Meta’s reorganization has also become a workplace issue, not just a technical one. The company’s AI-focused teams include Applied AI Engineering, Agent Transformation Accelerator XFN and Central Analytics, groups built to develop AI agents that can autonomously carry out tasks now done by employees. But the shake-up has already triggered pushback inside the company, along with concerns about morale as the workforce absorbs layoffs, role changes and a faster push into automation.

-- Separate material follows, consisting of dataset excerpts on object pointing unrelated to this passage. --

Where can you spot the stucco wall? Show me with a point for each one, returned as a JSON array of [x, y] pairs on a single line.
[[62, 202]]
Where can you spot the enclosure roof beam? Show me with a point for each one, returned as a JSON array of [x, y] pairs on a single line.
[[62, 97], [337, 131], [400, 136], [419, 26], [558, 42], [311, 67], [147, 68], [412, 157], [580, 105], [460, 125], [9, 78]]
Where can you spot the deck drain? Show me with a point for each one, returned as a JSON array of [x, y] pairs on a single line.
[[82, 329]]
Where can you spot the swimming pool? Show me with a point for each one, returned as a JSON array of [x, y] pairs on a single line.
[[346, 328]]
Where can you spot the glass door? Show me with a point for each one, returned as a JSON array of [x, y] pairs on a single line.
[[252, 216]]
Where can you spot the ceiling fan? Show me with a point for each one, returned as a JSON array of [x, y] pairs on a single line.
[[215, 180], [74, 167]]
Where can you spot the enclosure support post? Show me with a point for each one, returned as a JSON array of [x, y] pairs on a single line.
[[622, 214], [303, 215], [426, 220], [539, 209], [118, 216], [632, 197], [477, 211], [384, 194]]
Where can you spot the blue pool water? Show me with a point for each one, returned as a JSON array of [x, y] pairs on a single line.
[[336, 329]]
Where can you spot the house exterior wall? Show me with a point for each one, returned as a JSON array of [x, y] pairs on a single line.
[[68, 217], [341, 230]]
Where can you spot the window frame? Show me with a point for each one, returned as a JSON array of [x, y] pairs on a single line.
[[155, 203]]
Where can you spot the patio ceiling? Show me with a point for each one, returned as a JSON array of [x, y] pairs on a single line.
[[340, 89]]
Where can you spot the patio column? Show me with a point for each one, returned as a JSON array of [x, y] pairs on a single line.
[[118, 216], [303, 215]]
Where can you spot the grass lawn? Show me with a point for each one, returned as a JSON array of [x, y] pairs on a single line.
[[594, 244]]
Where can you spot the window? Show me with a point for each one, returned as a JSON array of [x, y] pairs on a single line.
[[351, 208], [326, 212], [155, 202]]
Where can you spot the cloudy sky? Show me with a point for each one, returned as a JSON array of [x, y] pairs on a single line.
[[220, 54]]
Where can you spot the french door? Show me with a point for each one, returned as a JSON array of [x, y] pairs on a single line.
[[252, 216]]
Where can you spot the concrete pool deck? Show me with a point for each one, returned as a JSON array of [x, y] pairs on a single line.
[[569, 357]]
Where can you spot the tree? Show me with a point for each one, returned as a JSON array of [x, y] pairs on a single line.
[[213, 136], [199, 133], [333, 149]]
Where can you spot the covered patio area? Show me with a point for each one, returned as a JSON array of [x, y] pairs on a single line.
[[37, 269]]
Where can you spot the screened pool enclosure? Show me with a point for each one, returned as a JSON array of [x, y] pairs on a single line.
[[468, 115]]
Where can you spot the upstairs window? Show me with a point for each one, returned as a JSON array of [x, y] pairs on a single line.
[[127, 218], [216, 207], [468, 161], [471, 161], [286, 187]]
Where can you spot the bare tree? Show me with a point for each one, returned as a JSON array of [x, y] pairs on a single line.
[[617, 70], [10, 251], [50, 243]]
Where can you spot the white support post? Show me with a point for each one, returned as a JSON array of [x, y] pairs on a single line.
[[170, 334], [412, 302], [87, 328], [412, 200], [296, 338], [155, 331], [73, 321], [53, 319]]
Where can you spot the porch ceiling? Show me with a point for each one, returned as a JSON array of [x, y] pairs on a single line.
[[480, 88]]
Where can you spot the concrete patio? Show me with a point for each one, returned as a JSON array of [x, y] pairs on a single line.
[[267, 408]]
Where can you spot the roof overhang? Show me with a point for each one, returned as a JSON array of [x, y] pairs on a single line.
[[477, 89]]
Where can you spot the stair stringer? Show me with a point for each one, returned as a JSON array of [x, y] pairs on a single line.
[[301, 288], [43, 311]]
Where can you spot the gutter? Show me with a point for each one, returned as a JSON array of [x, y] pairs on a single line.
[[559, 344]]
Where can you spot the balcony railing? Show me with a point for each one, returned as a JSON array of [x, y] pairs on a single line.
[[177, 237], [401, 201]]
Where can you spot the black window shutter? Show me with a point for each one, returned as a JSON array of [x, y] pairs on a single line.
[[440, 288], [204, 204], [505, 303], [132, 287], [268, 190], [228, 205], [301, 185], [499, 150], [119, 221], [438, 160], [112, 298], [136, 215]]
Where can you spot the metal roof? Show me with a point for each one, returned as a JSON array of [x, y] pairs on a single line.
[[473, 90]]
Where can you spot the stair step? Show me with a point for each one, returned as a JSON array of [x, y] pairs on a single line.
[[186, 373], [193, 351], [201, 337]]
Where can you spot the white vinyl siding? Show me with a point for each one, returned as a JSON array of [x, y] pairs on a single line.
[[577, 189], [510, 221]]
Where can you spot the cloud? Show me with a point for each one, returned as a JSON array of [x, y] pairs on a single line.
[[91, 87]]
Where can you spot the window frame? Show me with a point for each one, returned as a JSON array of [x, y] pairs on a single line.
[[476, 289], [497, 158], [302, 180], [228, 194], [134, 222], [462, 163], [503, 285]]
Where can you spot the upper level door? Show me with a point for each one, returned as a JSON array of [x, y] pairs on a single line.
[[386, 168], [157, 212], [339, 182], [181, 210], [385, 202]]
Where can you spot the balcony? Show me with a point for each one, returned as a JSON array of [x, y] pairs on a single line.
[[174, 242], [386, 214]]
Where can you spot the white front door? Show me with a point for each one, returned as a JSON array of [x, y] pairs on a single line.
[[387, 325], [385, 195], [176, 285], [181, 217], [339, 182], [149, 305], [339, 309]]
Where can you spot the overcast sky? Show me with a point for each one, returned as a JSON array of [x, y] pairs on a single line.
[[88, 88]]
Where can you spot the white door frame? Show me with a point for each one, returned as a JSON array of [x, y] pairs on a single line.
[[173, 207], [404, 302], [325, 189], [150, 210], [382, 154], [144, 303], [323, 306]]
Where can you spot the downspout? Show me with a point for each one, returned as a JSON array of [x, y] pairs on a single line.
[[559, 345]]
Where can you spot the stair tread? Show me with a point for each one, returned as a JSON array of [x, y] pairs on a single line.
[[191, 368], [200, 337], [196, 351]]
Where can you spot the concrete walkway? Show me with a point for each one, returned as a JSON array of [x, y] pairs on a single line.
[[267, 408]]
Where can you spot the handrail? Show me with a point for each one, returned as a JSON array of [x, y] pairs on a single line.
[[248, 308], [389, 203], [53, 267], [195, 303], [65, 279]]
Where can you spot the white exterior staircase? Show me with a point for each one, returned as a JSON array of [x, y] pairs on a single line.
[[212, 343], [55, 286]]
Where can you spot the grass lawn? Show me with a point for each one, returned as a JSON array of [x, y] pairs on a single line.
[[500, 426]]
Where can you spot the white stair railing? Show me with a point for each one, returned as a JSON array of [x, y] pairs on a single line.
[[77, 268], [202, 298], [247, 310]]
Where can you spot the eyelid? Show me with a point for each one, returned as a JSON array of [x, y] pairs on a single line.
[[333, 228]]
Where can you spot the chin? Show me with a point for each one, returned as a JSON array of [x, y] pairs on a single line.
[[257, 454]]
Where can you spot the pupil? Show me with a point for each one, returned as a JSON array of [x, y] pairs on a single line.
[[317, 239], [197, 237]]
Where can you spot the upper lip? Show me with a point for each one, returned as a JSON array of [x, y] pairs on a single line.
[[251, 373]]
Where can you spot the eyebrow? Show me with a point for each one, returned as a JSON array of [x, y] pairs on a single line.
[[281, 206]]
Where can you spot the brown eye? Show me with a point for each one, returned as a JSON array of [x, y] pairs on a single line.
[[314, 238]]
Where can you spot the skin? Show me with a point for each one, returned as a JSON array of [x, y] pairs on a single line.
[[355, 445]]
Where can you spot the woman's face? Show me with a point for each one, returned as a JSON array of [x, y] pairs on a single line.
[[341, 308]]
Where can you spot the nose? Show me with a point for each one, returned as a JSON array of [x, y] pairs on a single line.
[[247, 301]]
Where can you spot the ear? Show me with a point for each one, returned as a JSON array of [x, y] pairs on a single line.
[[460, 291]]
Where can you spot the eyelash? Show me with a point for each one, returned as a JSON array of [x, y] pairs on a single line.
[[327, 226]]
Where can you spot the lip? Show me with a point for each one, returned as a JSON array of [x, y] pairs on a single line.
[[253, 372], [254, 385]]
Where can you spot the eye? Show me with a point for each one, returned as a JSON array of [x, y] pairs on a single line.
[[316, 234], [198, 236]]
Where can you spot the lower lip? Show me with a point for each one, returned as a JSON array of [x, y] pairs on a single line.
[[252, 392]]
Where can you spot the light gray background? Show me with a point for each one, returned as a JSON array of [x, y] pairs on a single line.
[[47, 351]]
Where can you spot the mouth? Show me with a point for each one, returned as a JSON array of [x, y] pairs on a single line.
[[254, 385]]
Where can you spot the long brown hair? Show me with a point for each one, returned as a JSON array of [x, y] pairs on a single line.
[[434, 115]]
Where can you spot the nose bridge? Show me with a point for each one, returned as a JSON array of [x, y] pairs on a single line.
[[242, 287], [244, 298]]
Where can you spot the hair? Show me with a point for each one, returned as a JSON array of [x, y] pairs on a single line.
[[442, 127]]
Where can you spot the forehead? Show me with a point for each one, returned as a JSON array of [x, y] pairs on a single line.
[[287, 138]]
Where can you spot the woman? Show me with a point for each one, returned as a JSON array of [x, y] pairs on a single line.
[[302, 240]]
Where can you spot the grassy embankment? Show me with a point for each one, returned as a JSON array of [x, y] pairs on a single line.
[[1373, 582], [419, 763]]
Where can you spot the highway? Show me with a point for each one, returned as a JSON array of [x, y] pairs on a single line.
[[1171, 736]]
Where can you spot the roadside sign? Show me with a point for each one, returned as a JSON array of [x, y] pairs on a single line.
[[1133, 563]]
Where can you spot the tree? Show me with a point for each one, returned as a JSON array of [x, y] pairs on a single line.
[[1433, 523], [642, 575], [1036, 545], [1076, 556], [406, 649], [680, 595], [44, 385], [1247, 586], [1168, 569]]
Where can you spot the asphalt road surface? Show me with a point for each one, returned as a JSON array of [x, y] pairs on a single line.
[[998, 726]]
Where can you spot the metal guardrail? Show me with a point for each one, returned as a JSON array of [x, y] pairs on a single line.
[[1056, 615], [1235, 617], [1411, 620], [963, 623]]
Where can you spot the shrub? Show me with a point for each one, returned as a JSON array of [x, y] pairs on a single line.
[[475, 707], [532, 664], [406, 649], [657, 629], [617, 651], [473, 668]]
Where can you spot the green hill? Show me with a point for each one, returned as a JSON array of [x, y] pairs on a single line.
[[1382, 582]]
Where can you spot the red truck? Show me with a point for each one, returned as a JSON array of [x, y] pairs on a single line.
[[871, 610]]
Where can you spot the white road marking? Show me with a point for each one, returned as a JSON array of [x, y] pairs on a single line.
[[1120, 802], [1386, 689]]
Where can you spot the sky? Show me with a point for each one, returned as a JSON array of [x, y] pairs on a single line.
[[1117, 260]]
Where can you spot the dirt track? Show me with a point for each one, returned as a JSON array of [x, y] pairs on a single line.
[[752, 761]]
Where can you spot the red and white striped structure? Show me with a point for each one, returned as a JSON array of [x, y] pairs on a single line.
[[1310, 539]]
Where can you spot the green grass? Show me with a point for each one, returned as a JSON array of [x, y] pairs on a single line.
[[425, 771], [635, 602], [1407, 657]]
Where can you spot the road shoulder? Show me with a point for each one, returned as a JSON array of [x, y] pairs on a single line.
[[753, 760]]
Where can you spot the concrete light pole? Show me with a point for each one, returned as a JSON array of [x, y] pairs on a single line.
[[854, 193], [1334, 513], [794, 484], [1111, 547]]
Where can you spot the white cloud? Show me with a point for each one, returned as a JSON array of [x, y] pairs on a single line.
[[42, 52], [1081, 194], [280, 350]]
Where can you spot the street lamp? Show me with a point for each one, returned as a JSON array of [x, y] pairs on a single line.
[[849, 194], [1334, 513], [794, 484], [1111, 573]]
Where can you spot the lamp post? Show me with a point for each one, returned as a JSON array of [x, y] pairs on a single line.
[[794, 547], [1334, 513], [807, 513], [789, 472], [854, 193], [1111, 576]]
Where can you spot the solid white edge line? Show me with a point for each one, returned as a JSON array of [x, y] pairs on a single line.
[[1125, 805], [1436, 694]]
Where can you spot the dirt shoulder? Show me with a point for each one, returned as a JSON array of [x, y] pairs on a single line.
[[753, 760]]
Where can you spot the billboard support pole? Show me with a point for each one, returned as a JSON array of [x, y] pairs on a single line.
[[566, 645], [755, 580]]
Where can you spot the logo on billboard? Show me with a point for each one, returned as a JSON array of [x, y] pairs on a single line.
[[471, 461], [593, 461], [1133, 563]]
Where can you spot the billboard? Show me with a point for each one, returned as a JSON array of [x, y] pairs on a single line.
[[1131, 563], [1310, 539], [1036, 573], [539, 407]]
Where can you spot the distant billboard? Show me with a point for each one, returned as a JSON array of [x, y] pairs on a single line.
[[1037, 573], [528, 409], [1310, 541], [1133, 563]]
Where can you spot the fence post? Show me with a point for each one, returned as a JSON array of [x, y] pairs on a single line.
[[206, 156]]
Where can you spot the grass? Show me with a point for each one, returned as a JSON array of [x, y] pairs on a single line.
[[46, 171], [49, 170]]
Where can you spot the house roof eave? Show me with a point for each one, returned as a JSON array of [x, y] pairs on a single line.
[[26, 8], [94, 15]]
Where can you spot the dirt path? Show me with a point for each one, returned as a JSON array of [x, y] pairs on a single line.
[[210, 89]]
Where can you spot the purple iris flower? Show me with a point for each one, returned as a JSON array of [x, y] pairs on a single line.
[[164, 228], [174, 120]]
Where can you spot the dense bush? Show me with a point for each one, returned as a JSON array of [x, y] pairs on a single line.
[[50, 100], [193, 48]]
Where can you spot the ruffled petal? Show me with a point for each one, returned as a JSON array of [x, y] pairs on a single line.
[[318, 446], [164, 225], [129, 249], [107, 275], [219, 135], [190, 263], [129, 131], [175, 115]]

The internal pressure has been compounded by a separate privacy problem. Meta paused its Model Capability Initiative after an internal data leak exposed employee conversations, performance information and meeting transcriptions, and the company classified the incident as a SEV 2. That episode added another layer of distrust around a program already tied to AI training and workplace surveillance.

Mark Zuckerberg — Wikimedia Commons
Anthony Quintano from Westminster, United States via Wikimedia Commons (CC BY 2.0)

Zuckerberg had framed the layoffs in May by saying “success isn’t a given.” Two months later, Meta is still betting that AI agents will eventually justify the reorganization, but the company’s own chief executive has now acknowledged that the payoff is arriving more slowly than expected.